Launched during an international webinar featuring legal experts, human rights advocates, and former Afghan officials, the report frames the current situation not only as a humanitarian crisis but as a sustained breach of binding international law.
“This is a legal and evidentiary study”, said Professor Dyan Mazurana of Tufts University, who led the research in the study. “It asks a straightforward but critically important question: how do the Taliban’s laws, policies and practices align with or depart from Afghanistan’s obligations under international law?”
Drawing on 379 sources, including UN reports, legal analyses, and verified accounts, the report finds and once again confirms that Taliban policies have created a system of gender-based discrimination that spans virtually every sector of life.
Restrictions on education, employment, movement, health care, and participation in public life are not isolated measures but part of a broader, coordinated framework. The report concludes that these policies are “systematic, cumulative, and mutually enforcing,” resulting in the large-scale exclusion of women and girls from Afghan society.
Since taking power in August 2021, the Taliban have dismantled key legal and institutional protections, including the Ministry of Women’s Affairs and the Afghanistan Independent Human Rights Commission, replacing them with enforcement structures that formalize restrictions on women’s lives.
The result, these researchers argue, is not just a rollback of rights but a complete restructuring of governance that is fundamentally incompatible with CEDAW.
Speakers during the webinar emphasized that Afghanistan’s ratification of CEDAW represented a binding commitment, not a symbolic gesture.
“When Afghanistan ratified CEDAW in 2003 without any reservation, it was more than a symbolic act,” said Dr. Sima Samar, former chair of the Afghanistan Independent Human Rights Commission. “It was a promise…that their rights would be protected, their voices heard and their future would be secured.”
“That promise has not been kept,” she added, describing the current situation as a “systematic, institutionalized violation” of the convention.
According to the report, the Taliban have issued over 100 decrees that violate women’s fundamental rights, a major contributor to what experts describe as one of the most severe gender crises in the world.
“The denial of education and work to women and girls increases poverty,” Dr. Samar said. “It results in child marriage and forced marriages…it steals the future of half the population.”
She warned that the longer these restrictions remain in place, the more they risk becoming normalized, both within Afghanistan and internationally.
“A culture of impunity is one where violations carry no consequences,” she said. “Where discrimination becomes normalized, where silence replaces accountability.”
The report repeatedly echoes this concern as it notes that widespread violations are being carried out with near total impunity, reinforcing patterns of exclusion and inequality.
Speakers repeatedly returned to a central challenge: moving from documenting abuses to enforcing consequences.
Rangita de Silva Alwis, a member of the UN Committee on the Elimination fo Discrimination Against Women, described accountability as “the most powerful promise of the convention,” stressing that legal mechanisms must now be fully utilized.
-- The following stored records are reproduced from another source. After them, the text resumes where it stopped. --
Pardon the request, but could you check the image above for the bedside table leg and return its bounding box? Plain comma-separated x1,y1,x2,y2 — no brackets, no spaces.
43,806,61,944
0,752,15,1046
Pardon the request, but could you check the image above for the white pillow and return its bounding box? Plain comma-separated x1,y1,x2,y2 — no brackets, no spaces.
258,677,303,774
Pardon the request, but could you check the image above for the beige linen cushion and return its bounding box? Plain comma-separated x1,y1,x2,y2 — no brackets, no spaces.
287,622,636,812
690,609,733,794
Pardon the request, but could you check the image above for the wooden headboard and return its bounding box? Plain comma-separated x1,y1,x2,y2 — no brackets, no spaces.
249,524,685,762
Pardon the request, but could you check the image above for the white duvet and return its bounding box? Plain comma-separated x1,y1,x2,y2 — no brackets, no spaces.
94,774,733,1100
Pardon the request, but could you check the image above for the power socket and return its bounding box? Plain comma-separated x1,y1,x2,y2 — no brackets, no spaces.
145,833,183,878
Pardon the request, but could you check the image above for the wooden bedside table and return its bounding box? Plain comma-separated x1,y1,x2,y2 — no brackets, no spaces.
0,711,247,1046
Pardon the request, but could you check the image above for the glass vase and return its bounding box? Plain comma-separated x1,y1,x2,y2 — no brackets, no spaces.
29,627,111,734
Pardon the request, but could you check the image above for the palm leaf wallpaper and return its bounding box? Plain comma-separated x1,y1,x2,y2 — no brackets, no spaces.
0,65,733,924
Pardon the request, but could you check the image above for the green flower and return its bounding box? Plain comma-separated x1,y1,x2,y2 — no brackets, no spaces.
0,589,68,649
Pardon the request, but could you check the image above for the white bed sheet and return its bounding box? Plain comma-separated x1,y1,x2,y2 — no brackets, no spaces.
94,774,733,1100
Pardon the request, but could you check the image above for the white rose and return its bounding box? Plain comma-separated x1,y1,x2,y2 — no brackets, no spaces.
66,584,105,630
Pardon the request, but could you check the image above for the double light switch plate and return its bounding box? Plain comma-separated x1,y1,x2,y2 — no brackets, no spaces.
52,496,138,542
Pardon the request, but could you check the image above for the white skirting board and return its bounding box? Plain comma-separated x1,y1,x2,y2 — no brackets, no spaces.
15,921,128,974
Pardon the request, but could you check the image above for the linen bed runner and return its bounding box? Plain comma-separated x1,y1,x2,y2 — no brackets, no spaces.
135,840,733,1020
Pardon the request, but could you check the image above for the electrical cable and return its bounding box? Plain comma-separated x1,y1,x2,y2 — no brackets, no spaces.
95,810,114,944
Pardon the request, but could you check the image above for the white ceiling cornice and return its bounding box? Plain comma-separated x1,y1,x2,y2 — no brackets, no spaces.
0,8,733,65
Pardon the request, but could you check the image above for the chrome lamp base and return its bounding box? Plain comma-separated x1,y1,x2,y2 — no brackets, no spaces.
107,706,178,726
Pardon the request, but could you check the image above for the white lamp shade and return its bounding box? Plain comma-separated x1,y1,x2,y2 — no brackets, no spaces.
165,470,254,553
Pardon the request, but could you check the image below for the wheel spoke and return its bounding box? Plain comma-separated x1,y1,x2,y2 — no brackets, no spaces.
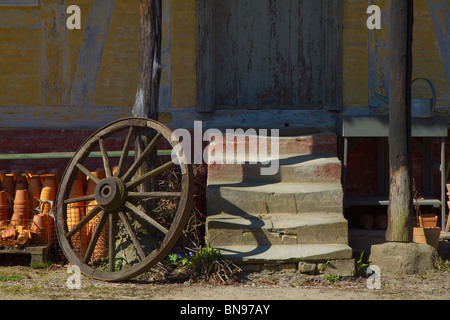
64,194,95,204
108,213,116,272
123,132,161,182
84,211,108,263
76,163,100,183
98,139,112,177
119,211,145,260
115,127,135,177
125,201,169,234
126,161,175,190
128,191,181,199
66,205,102,238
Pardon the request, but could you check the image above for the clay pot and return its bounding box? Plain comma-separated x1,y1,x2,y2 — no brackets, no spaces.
10,213,28,226
0,226,16,239
28,175,42,209
2,173,16,198
413,227,441,250
39,174,56,214
419,214,438,228
30,213,51,243
0,191,9,226
15,174,28,192
13,189,30,220
17,227,31,246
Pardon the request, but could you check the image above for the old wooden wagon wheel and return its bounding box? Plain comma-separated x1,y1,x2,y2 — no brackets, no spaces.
56,118,192,281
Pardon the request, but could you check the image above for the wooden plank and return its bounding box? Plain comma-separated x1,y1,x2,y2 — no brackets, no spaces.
196,0,217,112
322,0,343,111
386,1,414,242
40,0,69,107
427,0,450,83
368,0,391,115
68,0,115,107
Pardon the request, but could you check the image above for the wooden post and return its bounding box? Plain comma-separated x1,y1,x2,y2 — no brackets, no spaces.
133,0,162,120
133,0,162,209
386,0,414,242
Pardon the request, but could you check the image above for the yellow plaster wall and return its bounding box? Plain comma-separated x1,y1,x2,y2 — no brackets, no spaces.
0,7,41,106
342,0,369,107
170,0,197,107
92,0,139,107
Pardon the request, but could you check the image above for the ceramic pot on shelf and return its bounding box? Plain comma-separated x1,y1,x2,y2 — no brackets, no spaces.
30,213,50,244
39,174,56,214
0,191,9,226
2,173,16,199
13,189,31,223
28,175,42,210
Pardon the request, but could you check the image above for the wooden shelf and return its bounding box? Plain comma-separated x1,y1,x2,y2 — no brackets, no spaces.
344,197,441,207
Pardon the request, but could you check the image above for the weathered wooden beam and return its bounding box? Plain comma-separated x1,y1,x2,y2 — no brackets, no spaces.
133,0,162,120
386,0,414,242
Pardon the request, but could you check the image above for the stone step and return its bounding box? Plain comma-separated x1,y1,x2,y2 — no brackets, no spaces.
208,130,337,155
207,182,343,216
216,244,352,264
208,153,342,184
206,213,348,247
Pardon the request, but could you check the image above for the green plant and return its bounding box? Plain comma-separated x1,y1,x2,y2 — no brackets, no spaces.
356,251,370,277
434,257,450,271
325,273,341,284
190,244,222,278
30,261,52,269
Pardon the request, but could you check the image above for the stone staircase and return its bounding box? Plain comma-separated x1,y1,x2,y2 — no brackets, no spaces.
206,129,353,268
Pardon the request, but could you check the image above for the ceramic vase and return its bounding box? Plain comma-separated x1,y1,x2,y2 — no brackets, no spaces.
2,173,16,201
28,175,42,210
39,174,56,214
0,191,9,226
13,189,31,225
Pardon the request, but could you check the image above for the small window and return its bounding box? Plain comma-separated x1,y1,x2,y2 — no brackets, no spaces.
0,0,39,7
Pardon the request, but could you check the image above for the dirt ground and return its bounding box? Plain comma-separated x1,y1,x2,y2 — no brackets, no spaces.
0,258,450,301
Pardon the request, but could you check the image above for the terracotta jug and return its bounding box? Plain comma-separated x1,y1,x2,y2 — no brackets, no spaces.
39,174,56,214
15,174,28,191
30,213,50,243
13,189,30,220
28,175,42,210
0,191,9,225
2,173,16,199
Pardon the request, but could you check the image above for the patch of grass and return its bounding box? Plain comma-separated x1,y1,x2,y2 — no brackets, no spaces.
434,257,450,272
0,274,25,281
30,261,53,269
325,273,341,285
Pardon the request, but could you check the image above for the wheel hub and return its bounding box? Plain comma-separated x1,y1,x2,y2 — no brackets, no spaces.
95,177,126,211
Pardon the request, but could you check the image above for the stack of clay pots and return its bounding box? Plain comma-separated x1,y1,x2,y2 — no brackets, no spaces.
11,189,31,226
0,191,9,226
2,173,16,201
0,170,59,244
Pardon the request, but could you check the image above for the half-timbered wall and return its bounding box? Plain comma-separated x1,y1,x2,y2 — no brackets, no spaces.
0,0,450,129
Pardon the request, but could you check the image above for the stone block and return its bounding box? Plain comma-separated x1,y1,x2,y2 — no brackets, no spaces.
369,242,438,274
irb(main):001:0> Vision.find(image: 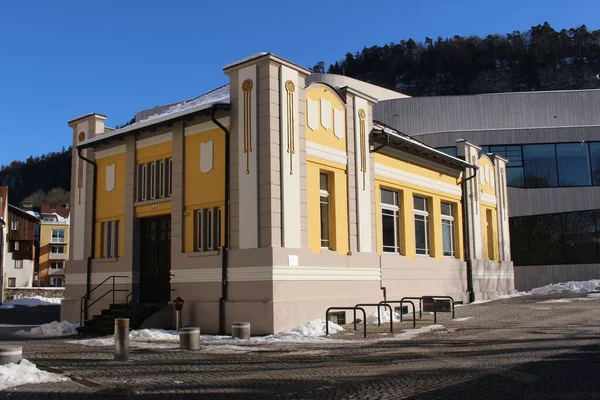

She pointed to ongoing efforts at the International Criminal Court and the International Court of Justice, including emerging cases brought by multiple states, as critical steps toward accountability. These efforts are closely tied to growing calls to formally recognize gender apartheid as a crime against humanity, which would strengthen the legal basis for prosecution.
Dr. Samar also underscored the stakes of inaction. “The question is whether the international community will allow this commitment to be erased without consequences.”
Discussion during the webinar outlined several concrete steps forward. These include expanding international legal action through the ICC and ICJ, increasing state participation in accountability cases, and continuing efforts to codify gender apartheid under international law.
Speakers also emphasized the importance of sustained political pressure. Engagement with the Taliban, they argued, must consistently center on Afghanistan’s legal obligations under CEDAW rather than treating women’s rights as a secondary issue.
The report makes clear that Afghanistan’s obligations under CEDAW remain in force regardless of the Taliban’s recognition status, placing responsibility on the international community to respond.
“In defending CEDAW, we must defend the principle that no regime…is above the human dignity of women,” Dr. Samar said.
The report ultimately frames Afghanistan as a test case. Whether international actors move beyond documentation toward enforcement will determine not only the future of Afghan women and girls, but also the credibility of global commitments to human rights.
Afghan women and girls continue to resist, document, and demand their rights despite immense risk. Their fight has not stopped, and the grip they hold on their dreams has not loosened. What remains uncertain is whether the international community will match that persistence with action. Without sustained pressure, enforcement, and accountability, the system described in this report will not only endure, it will deepen.